Otros cuerpos policiales resolvieron esto hace años. Los agentes de los Mossos d'Esquadra deben dejar el arma de dotación en el armero de su comisaría o unidad al terminar el servicio. La Ertzaintza derogó en 2017 la instrucción que autorizaba con carácter general portar el arma fuera de servicio, y ahora exige solicitud escrita justificando una amenaza concreta. Se puede discutir el modelo. Lo que no se puede discutir es que ellos tienen dónde dejarla y nosotros, en demasiadas unidades, no.
Sin demagogia
Vamos a ser honestos, porque el respeto a Laura obliga a serlo.
Un armero no habría garantizado que estuviera viva. Nadie puede afirmar eso. Quien decide matar a alguien suele encontrar el modo, y quien lleva años acumulando odio no se detiene ante una cerradura. Sería indecente vender la idea de que una caja fuerte es un escudo.
Pero hay un abismo entre no poder impedir un crimen y ponérselo fácil.

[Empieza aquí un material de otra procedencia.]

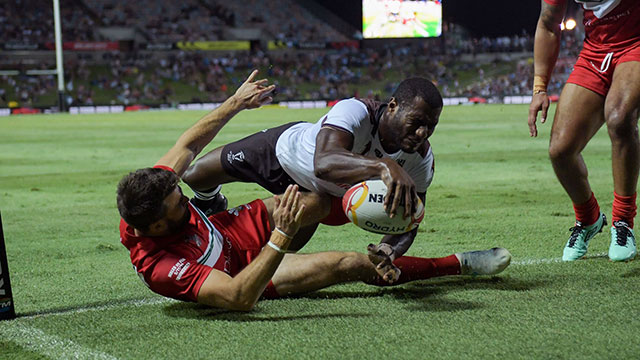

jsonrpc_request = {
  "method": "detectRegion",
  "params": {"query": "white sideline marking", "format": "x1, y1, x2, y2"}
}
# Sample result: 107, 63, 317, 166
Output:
17, 298, 178, 320
0, 321, 118, 360
0, 253, 607, 360
511, 253, 607, 266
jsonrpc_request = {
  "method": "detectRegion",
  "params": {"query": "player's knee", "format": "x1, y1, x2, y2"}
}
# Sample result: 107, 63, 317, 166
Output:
606, 108, 638, 141
549, 141, 572, 162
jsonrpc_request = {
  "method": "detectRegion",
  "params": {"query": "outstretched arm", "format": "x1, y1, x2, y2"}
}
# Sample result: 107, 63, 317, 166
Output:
156, 70, 275, 176
313, 126, 416, 217
528, 0, 567, 136
198, 185, 305, 311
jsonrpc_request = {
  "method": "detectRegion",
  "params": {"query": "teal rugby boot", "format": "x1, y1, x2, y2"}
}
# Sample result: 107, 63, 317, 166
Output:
609, 220, 638, 261
562, 213, 607, 261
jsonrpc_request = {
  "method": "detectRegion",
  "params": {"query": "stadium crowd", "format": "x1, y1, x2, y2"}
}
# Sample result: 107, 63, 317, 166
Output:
0, 0, 581, 106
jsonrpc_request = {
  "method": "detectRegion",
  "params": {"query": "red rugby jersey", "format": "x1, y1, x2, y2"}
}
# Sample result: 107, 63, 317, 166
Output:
120, 203, 231, 302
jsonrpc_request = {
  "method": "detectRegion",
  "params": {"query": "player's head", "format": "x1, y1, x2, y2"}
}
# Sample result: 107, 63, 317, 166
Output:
117, 168, 190, 236
380, 77, 442, 152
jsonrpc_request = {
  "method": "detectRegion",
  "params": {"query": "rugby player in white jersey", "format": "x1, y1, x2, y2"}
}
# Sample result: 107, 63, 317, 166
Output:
117, 71, 511, 311
182, 78, 456, 278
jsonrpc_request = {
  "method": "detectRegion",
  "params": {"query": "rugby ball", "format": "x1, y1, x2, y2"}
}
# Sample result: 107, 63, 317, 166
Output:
342, 180, 424, 235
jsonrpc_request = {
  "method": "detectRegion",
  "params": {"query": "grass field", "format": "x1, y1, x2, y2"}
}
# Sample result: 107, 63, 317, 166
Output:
0, 105, 640, 359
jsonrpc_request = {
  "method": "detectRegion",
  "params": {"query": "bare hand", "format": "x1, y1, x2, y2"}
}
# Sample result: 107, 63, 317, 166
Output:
367, 243, 400, 284
529, 92, 549, 136
380, 159, 418, 218
233, 70, 276, 109
273, 185, 305, 236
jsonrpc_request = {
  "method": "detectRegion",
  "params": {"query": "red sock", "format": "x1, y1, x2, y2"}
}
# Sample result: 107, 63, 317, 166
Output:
373, 255, 460, 286
611, 191, 638, 229
573, 192, 600, 226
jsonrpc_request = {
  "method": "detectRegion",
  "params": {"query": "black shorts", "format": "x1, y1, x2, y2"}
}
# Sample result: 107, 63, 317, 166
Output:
220, 121, 306, 194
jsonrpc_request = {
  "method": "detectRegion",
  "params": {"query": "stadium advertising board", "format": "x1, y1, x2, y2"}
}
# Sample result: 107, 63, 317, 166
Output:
362, 0, 442, 39
44, 41, 120, 51
176, 41, 251, 51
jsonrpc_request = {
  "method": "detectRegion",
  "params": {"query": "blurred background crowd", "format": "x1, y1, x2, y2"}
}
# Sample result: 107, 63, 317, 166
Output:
0, 0, 581, 107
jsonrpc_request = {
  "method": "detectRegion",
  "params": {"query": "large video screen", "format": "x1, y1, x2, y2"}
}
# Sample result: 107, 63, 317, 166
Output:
362, 0, 442, 39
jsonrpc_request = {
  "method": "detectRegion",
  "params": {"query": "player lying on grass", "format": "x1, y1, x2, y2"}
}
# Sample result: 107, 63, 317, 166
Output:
183, 74, 442, 280
117, 71, 511, 311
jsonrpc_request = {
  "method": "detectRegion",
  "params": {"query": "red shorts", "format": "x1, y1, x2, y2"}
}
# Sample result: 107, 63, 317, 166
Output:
567, 43, 640, 96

La prevención casi nunca consiste en levantar un muro infranqueable. Consiste en sumar obstáculos. En robar minutos. En obligar a quien va a hacer daño a dar un paso más, a asumir un riesgo más, a dejar un rastro más. En que ese paso adicional abra una ventana, por estrecha que sea, para que alguien lo advierta a tiempo.
Forzar la chapa de una taquilla de vestuario no es lo mismo que vencer un armero certificado. No es lo mismo el tiempo que se tarda. No es lo mismo el ruido que se hace. No es lo mismo la huella que se deja. Y desde luego no es lo mismo un sistema en el que la ausencia de un arma se detecta en el registro del siguiente relevo que uno en el que se descubre cuando ya se ha disparado.

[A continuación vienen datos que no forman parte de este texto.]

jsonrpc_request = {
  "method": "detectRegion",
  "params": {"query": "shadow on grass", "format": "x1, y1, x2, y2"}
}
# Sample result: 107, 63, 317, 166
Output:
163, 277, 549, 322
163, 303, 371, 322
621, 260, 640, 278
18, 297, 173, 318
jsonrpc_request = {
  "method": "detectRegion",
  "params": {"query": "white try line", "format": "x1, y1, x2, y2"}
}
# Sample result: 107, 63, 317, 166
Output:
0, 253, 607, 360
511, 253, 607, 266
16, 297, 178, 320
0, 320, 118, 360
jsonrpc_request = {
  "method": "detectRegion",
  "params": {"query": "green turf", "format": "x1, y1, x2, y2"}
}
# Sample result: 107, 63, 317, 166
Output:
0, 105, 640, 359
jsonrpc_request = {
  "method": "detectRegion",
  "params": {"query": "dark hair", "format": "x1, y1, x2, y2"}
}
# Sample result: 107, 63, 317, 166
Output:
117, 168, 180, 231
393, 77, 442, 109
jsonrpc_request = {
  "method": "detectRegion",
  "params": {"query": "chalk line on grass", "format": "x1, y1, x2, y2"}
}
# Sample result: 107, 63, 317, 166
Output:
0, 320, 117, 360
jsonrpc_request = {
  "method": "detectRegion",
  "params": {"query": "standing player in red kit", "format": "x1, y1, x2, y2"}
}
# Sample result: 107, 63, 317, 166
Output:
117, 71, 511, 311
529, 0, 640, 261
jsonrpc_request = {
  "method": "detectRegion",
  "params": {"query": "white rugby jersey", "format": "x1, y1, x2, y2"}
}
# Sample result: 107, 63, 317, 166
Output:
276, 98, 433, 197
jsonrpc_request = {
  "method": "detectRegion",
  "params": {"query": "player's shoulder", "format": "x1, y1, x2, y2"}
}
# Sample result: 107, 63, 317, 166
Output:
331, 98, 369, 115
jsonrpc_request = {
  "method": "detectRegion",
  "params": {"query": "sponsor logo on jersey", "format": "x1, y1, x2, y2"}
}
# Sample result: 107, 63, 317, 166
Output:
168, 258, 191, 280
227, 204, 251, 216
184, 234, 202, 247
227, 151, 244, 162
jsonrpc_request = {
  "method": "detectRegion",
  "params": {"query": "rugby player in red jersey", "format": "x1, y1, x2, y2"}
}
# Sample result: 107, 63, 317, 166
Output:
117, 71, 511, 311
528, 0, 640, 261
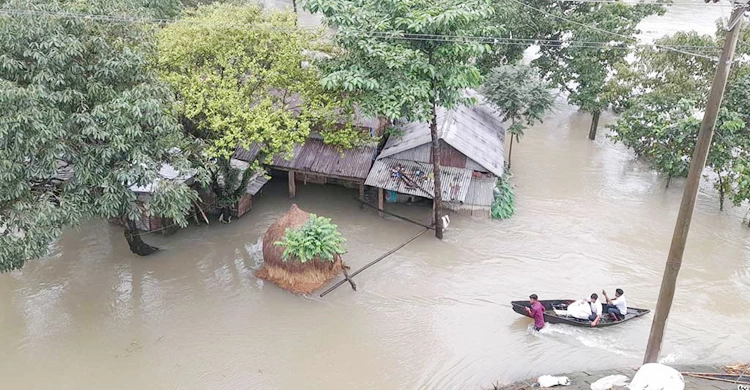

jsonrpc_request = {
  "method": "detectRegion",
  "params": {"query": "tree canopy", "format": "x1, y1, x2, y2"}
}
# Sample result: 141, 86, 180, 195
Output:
158, 4, 360, 162
480, 0, 665, 139
482, 65, 555, 167
611, 23, 750, 213
0, 0, 201, 271
304, 0, 494, 238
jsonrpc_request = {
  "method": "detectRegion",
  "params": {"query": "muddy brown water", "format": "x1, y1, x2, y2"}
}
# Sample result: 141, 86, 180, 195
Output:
0, 1, 750, 389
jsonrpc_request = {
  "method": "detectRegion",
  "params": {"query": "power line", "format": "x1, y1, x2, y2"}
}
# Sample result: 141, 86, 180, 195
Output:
0, 5, 740, 60
509, 0, 718, 61
553, 0, 731, 8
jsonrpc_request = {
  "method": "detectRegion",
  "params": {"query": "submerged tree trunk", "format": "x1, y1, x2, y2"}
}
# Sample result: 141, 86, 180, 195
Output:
122, 217, 159, 256
589, 111, 601, 141
508, 134, 513, 169
430, 100, 443, 240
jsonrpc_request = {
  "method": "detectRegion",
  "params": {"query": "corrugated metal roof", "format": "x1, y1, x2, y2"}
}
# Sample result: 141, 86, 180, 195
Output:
365, 158, 472, 202
247, 173, 268, 195
130, 164, 193, 194
464, 177, 497, 207
273, 138, 376, 179
229, 158, 268, 195
232, 144, 260, 162
378, 91, 505, 176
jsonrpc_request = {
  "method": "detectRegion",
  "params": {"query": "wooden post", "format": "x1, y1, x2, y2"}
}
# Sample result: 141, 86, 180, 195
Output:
430, 100, 443, 240
589, 111, 601, 141
378, 188, 385, 217
289, 171, 297, 199
643, 5, 747, 363
430, 199, 437, 226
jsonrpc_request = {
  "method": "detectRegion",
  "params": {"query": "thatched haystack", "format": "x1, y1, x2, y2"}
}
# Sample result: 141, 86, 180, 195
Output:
255, 204, 341, 294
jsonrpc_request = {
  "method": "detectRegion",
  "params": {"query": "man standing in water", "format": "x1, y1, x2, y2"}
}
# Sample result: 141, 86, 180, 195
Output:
526, 294, 544, 332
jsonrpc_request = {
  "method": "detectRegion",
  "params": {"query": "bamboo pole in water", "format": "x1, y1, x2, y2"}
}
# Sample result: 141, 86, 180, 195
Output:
320, 228, 430, 298
643, 4, 748, 364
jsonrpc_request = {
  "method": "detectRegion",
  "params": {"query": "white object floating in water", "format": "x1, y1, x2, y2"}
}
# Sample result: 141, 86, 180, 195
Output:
628, 363, 685, 390
591, 375, 628, 390
537, 375, 570, 387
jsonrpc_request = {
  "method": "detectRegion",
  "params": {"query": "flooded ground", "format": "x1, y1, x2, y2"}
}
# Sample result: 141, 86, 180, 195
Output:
0, 1, 750, 389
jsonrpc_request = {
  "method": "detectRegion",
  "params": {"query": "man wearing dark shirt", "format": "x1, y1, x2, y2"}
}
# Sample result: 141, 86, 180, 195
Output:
526, 294, 544, 332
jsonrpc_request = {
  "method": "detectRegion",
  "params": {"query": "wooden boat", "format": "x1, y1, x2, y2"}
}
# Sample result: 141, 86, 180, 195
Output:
510, 299, 651, 328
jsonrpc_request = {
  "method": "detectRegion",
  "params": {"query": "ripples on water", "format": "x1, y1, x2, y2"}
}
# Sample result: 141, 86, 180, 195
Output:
0, 1, 750, 389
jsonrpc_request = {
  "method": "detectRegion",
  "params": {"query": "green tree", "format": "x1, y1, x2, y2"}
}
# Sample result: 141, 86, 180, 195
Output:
0, 0, 203, 271
304, 0, 493, 238
274, 214, 346, 263
610, 31, 721, 109
482, 65, 555, 168
158, 4, 358, 217
612, 22, 750, 215
610, 100, 750, 209
506, 0, 665, 139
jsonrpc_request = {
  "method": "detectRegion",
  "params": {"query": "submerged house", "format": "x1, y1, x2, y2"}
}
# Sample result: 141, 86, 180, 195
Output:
198, 146, 268, 218
365, 95, 505, 218
269, 134, 377, 199
115, 164, 194, 234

Eso es lo que pedimos desde 2016.
Lo que AUGC exige a la Dirección General
Plan urgente y obligatorio de dotación de armeros individuales en todas las unidades, acuartelamientos y centros de trabajo, con calendario vinculante, partida presupuestaria propia y publicación del estado real de implantación: cuántos se han comprado, cuántos están instalados y qué unidades siguen sin ellos.
Revisión del control de accesos en los acuartelamientos, incluidos accesos secundarios y barreras de vehículos.
Convocatoria extraordinaria del órgano de prevención de riesgos laborales, en aplicación del Real Decreto 179/2005, para analizar lo ocurrido como incidente preventivo grave y corregir los fallos de custodia, control y acceso.
Protocolo específico de protección para las guardias civiles que son víctimas de violencia de género dentro de la propia institución, con medidas reforzadas de custodia de armamento en el entorno del agresor y no solo sobre su arma personal.
Llevamos diez años escribiendo instancias sobre una caja metálica de 80 euros. Diez años de respuestas que hablaban de presupuesto, de fases, de diversas unidades sin concretar.
No pedimos nada extraordinario. Pedimos lo mismo que la Guardia Civil exige a cualquier ciudadano que guarda una escopeta en su casa.